Evaluating an Affiliate Marketing Program
Thursday, February 4, 2010
One of the most challenging skills for a new affiliate is to learn how to look at an affiliate marketing program and figure out if it has a good chance of being profitable. Although it will take some trial and error to become reasonably accurate in your judgments, there are a few things you can do to shorten the learning curve.
- Decide what promotional method you’ll be using. If you’re using SEO or social media, the “cost” of a conversion may actually be quite low in terms of money spent. On the other hand, if you’re using AdWords, it’s going to be very difficult to profitably promote $1/lead offers without losing money.
- Determine how competitive the niche is. Competitive offers can be more expensive to promote, since other advertisers drive up the advertising costs.
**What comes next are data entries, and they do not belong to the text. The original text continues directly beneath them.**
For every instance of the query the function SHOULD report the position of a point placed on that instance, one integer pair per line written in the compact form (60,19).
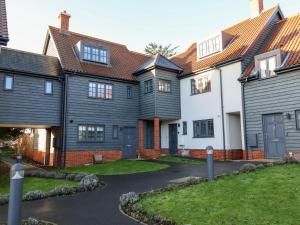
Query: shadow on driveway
(101,207)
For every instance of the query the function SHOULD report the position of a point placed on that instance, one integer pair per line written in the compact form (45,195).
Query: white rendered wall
(232,98)
(208,106)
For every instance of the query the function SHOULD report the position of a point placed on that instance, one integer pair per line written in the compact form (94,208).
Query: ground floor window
(203,128)
(91,133)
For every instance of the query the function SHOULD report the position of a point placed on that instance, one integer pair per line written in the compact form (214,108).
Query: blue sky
(131,22)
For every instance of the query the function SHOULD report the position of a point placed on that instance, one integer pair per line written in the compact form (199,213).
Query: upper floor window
(200,85)
(8,82)
(148,86)
(164,85)
(184,128)
(209,46)
(95,54)
(266,63)
(48,87)
(100,90)
(129,92)
(298,119)
(203,128)
(91,133)
(267,67)
(115,132)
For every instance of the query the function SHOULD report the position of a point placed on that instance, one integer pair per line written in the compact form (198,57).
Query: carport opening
(36,143)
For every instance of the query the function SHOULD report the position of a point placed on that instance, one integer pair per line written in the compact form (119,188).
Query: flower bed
(32,221)
(86,183)
(130,202)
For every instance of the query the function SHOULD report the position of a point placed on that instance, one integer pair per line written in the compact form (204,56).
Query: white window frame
(91,133)
(46,87)
(94,53)
(11,87)
(164,85)
(100,90)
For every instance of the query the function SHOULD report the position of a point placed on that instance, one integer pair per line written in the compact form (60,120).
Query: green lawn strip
(264,197)
(33,183)
(117,167)
(176,159)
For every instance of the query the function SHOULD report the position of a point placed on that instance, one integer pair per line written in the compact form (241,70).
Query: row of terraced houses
(236,90)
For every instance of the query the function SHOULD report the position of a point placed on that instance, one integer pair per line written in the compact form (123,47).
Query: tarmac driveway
(101,207)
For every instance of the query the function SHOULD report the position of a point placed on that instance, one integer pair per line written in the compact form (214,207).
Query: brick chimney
(256,6)
(64,19)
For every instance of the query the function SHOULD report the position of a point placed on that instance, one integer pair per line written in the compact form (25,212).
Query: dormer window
(267,67)
(214,44)
(209,46)
(267,63)
(92,53)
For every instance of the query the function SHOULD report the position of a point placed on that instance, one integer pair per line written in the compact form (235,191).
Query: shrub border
(66,189)
(135,212)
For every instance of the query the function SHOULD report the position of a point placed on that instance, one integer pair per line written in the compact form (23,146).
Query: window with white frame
(184,128)
(297,119)
(209,47)
(91,133)
(100,90)
(148,86)
(203,128)
(267,66)
(115,132)
(129,92)
(200,85)
(48,87)
(8,82)
(164,85)
(95,54)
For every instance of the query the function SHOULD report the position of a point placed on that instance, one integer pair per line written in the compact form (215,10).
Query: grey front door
(273,130)
(129,142)
(173,142)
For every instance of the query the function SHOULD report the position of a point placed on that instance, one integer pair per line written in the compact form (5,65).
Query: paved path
(101,207)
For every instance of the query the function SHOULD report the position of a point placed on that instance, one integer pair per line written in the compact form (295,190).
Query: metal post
(15,194)
(210,163)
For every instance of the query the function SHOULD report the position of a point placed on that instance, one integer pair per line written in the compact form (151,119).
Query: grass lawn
(117,167)
(33,183)
(264,197)
(177,159)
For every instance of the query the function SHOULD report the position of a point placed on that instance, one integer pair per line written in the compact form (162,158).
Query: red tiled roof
(285,36)
(3,22)
(244,34)
(123,62)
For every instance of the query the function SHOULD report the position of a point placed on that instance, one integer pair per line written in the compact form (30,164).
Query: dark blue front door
(129,140)
(173,142)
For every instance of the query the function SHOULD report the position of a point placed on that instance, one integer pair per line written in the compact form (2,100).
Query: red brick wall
(77,158)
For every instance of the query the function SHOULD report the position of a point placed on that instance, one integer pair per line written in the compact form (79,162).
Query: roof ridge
(32,53)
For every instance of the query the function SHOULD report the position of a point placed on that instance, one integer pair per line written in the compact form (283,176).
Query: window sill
(205,137)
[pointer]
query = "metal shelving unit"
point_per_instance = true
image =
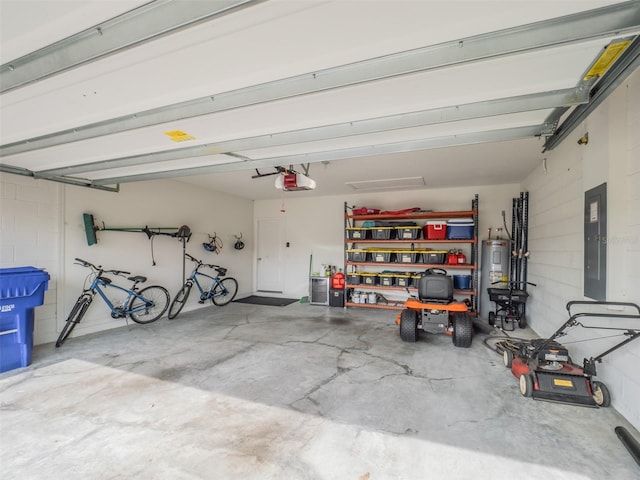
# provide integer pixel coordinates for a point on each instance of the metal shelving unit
(359, 266)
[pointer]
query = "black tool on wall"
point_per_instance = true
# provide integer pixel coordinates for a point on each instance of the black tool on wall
(91, 229)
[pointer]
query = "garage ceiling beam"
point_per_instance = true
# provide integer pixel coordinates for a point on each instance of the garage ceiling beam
(489, 108)
(628, 62)
(342, 154)
(78, 182)
(133, 28)
(599, 23)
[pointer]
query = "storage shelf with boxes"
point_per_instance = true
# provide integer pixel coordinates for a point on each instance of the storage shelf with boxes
(386, 254)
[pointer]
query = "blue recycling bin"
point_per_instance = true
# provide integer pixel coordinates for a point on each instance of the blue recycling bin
(21, 290)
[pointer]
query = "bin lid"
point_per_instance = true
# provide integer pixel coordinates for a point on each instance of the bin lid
(21, 281)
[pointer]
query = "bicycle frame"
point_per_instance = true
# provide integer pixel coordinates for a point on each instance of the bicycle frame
(193, 278)
(98, 285)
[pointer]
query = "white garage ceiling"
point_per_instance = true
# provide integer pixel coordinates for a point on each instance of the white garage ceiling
(366, 94)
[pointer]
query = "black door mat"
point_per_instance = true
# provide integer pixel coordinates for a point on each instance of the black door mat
(271, 301)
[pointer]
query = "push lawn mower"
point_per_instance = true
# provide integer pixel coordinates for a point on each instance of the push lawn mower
(545, 369)
(435, 311)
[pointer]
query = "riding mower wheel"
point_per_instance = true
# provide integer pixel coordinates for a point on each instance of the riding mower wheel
(462, 330)
(601, 394)
(409, 325)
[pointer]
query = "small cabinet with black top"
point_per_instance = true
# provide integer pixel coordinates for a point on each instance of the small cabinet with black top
(386, 253)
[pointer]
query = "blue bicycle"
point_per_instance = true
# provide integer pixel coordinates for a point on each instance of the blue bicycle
(143, 306)
(220, 292)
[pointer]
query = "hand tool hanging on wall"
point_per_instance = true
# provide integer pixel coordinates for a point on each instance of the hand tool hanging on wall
(213, 245)
(183, 233)
(519, 237)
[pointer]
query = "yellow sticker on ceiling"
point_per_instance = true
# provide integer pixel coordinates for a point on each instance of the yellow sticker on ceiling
(610, 55)
(179, 136)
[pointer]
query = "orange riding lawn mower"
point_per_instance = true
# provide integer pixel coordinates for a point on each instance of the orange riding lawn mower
(435, 311)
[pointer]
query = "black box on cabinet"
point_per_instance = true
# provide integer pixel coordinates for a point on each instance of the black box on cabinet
(336, 297)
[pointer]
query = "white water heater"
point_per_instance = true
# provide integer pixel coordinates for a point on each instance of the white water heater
(495, 258)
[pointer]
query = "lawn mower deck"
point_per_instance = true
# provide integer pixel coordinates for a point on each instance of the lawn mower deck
(545, 369)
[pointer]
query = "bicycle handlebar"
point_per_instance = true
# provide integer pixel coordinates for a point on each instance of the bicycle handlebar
(514, 283)
(99, 268)
(201, 263)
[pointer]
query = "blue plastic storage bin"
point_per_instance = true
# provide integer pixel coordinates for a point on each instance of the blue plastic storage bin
(460, 229)
(21, 290)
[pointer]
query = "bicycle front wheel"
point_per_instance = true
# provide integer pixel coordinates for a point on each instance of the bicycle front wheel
(149, 304)
(179, 300)
(77, 312)
(225, 291)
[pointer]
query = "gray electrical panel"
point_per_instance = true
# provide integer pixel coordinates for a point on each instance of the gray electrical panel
(494, 268)
(595, 243)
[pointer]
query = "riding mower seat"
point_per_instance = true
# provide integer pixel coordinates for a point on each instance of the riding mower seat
(436, 311)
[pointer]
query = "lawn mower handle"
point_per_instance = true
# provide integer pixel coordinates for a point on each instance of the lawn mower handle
(631, 333)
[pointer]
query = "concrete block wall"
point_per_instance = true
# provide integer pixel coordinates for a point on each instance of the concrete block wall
(556, 228)
(30, 235)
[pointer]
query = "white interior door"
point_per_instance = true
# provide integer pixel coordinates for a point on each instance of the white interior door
(270, 263)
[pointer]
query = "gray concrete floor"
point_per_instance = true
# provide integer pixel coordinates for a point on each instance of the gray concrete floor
(296, 392)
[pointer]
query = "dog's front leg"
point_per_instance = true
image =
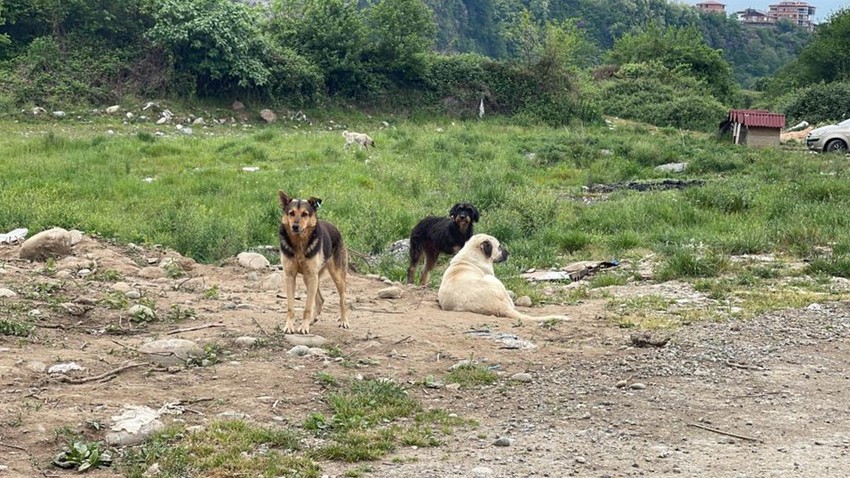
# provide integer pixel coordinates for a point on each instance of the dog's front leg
(311, 280)
(289, 283)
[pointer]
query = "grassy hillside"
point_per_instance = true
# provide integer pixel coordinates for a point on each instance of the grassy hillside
(192, 194)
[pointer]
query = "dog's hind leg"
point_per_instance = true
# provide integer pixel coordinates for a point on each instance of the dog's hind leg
(430, 262)
(415, 257)
(338, 273)
(289, 285)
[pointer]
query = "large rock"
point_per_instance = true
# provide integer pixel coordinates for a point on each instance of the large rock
(167, 352)
(54, 242)
(252, 260)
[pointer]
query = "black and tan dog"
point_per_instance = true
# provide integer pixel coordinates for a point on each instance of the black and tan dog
(310, 246)
(434, 235)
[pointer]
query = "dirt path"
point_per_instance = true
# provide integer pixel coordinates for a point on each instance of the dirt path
(772, 388)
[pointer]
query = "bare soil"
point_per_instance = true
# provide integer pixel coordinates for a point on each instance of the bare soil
(757, 398)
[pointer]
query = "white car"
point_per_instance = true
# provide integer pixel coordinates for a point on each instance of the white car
(835, 137)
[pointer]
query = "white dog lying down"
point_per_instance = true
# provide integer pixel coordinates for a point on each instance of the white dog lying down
(362, 139)
(470, 285)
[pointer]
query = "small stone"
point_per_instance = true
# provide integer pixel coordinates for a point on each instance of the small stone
(299, 350)
(245, 341)
(502, 441)
(390, 293)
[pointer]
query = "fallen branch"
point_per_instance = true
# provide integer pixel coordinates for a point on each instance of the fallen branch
(199, 327)
(109, 374)
(744, 366)
(721, 432)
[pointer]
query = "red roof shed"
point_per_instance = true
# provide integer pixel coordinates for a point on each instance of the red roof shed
(756, 127)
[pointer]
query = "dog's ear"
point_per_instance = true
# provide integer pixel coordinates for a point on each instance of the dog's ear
(487, 249)
(284, 198)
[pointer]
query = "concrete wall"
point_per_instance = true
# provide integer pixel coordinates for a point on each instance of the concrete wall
(762, 137)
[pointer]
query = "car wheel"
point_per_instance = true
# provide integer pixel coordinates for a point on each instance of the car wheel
(836, 145)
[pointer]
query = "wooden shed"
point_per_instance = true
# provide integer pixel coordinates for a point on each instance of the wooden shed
(756, 127)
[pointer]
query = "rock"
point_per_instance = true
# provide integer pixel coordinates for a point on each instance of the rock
(245, 341)
(36, 366)
(273, 281)
(481, 472)
(672, 167)
(390, 293)
(54, 242)
(268, 115)
(141, 313)
(299, 350)
(308, 340)
(502, 441)
(151, 272)
(252, 260)
(65, 368)
(167, 352)
(76, 236)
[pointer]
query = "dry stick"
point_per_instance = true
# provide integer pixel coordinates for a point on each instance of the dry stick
(260, 327)
(199, 327)
(742, 437)
(77, 381)
(16, 447)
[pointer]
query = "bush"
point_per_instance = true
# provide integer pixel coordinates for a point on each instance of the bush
(819, 103)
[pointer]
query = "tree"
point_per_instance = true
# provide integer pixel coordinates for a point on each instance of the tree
(675, 49)
(218, 42)
(401, 32)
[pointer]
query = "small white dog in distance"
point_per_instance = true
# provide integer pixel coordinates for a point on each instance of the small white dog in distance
(470, 284)
(362, 139)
- Come up with an estimated cost per conversion. This is where it gets tricky, but that doesn’t mean you shouldn’t try. Figure out approximately what you’ll expect to pay per click (even if you’re advertising on a CPM basis), then try to get a realistic idea of the conversion rate you can expect. In per sale situations, 1-3% is a good place to start your estimates. For per-lead offers, try 10-15%. The exception would be if you have extremely targeted traffic, and in those cases your conversion rate might be higher.
Even though your initial guesses are probably going to be wildly inaccurate, you’ll get more and more accurate as time goes on. Learning to evaluate afiliate programs ahead of time will save you a lot of money in the long-run, though, even if your accuracy is less than perfect.